I was previously trying to prevent comment spam by blocking access by ip address. However it does appear that this really isn't very suitable. The amount of comment spam did drop from around 500-600 items per day to around 40 - 60. So it just is not effective enough and you also run the risk of blocking valid users from accessing the content on the site.
I have now come up with a new method which is a much safer and does not require the overhead of using a database. I decided to look into the web server logs and noticed that the clients are bots and not really web browsers they only request then postback a valid page in an attempt to get the comments to appear on the site. So this new approach uses this to an big advantage.
The goal for the following code is simple. We block all postback requests until certain files are requested from the web server which is the css and image files. It is also much safer as we are not actually going to be blocking any requests for content in the same way the IP blocker was operating. We are only blocking the ability to do postbacks. This is what I managed to put together in a reasonable period of time (around 20 minutes).

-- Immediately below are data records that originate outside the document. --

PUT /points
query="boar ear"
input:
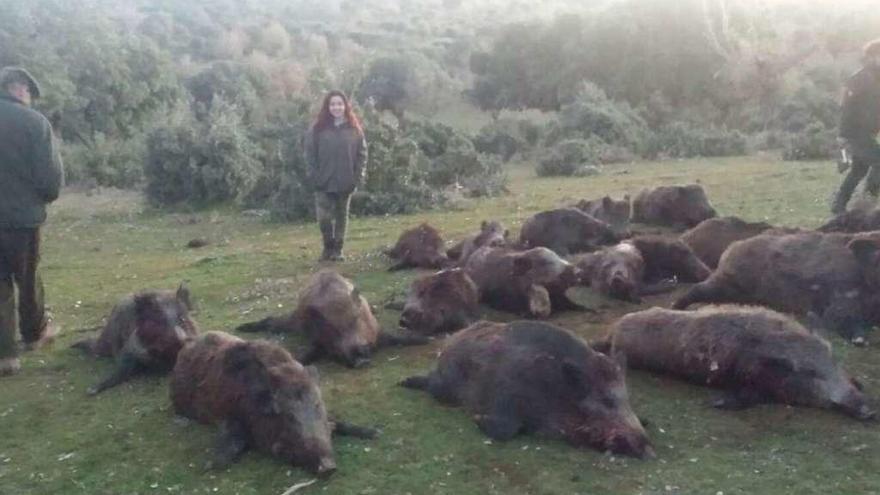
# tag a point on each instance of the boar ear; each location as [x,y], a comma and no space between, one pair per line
[521,265]
[237,359]
[572,374]
[619,358]
[184,296]
[863,249]
[313,372]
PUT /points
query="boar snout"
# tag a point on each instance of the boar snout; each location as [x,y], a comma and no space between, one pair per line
[326,467]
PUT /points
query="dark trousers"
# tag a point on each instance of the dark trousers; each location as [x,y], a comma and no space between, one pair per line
[19,255]
[332,212]
[865,161]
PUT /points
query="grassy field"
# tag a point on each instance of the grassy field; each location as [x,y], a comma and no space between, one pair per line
[54,439]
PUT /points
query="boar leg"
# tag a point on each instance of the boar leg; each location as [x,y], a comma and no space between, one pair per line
[417,382]
[400,265]
[126,367]
[231,444]
[561,302]
[434,385]
[843,316]
[739,399]
[538,298]
[388,339]
[713,290]
[349,430]
[87,346]
[314,353]
[501,423]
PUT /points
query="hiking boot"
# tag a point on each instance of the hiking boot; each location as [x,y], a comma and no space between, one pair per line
[336,254]
[49,333]
[9,366]
[327,252]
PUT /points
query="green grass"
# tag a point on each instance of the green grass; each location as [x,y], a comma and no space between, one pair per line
[54,439]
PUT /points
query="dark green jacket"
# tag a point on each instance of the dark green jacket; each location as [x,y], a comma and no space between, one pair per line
[860,108]
[31,172]
[336,159]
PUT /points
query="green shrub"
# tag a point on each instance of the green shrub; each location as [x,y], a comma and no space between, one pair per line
[816,142]
[202,162]
[505,138]
[592,114]
[571,157]
[106,162]
[685,140]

public class BlogAntiSpam : IHttpModule
{
private static Dictionary<string, CachedIP> IPCache = new Dictionary<string, CachedIP>();
public void Init(HttpApplication App)
{
App.BeginRequest += new EventHandler(App_BeginRequest);
}
private void App_BeginRequest(object sender, EventArgs e)
{
HttpRequest Request = HttpContext.Current.Request;
HttpResponse Response = HttpContext.Current.Response;
if (Request.HttpMethod == "POST")
{
if (CheckAddress(Request.UserHostAddress) == true)
{
Response.Clear();
Response.Write("Sorry, You Are Banned From This Site!");
Response.End();
}
}
if (Request.HttpMethod == "GET")
{
if (Request.Url.PathAndQuery.ToLower().StartsWith("/themes/"))
{
EnableIP(Request.UserHostAddress);
}
}
}
private bool CheckAddress(string CurrentIP)
{
if (IPCache.ContainsKey(CurrentIP) == false)
IPCache[CurrentIP] = new CachedIP(CurrentIP, true);
return IPCache[CurrentIP].Block;
}
private void EnableIP(string CurrentIP)
{
if (IPCache.ContainsKey(CurrentIP) == false)

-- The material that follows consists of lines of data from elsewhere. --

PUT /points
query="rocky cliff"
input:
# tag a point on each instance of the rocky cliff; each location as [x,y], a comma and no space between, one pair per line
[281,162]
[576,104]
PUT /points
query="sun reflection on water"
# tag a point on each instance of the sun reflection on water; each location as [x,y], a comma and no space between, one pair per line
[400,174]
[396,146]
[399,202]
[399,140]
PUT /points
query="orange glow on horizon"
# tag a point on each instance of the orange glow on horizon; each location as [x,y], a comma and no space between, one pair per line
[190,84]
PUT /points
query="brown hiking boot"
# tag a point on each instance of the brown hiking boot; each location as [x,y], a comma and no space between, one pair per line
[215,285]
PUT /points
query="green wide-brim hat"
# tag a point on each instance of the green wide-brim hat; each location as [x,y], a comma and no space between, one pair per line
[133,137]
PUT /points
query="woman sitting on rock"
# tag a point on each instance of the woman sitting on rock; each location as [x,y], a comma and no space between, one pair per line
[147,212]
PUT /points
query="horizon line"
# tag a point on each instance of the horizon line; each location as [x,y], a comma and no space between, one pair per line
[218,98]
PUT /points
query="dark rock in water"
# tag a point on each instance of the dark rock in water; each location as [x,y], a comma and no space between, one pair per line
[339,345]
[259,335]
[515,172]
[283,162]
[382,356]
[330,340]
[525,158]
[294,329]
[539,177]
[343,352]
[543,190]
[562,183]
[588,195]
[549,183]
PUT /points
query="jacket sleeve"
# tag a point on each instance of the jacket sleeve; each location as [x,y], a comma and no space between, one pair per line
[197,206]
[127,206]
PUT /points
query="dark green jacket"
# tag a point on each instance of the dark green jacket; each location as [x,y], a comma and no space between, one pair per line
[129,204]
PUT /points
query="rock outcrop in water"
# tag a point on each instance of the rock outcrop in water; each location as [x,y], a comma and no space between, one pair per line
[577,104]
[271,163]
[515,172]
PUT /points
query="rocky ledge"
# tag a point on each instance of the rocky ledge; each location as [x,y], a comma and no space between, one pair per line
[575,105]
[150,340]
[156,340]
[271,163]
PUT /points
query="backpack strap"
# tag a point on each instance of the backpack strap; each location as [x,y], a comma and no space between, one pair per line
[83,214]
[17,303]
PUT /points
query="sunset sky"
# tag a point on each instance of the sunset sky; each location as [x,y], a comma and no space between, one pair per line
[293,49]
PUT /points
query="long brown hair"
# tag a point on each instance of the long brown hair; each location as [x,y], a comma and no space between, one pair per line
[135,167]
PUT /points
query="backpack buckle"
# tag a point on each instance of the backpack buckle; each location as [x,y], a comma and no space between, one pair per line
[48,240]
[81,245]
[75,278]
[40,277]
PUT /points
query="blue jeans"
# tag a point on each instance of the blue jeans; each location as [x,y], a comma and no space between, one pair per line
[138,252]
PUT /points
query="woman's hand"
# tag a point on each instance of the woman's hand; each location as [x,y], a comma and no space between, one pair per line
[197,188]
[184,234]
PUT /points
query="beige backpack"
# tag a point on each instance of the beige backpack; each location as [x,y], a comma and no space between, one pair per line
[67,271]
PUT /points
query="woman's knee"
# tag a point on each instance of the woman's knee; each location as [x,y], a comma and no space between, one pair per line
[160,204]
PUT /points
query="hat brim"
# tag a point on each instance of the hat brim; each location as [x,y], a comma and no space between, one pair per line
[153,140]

IPCache[CurrentIP] = new CachedIP(CurrentIP, true);
IPCache[CurrentIP].Block = false;
}
public void Dispose()
{
}
internal class CachedIP
{
public string IP = null;
public bool Block = false;
public CachedIP(string IP, bool Block)
{
this.IP = IP;
this.Block = Block;
}
}
}
A short note for the above I have hard coded this to see any requests from the /themes/ directory in the website. This could of course be narrowed down to certain files which may only be referenced inside the css files or use random images loaded from javascript or some such. Making it so much harder for the spammers to operate.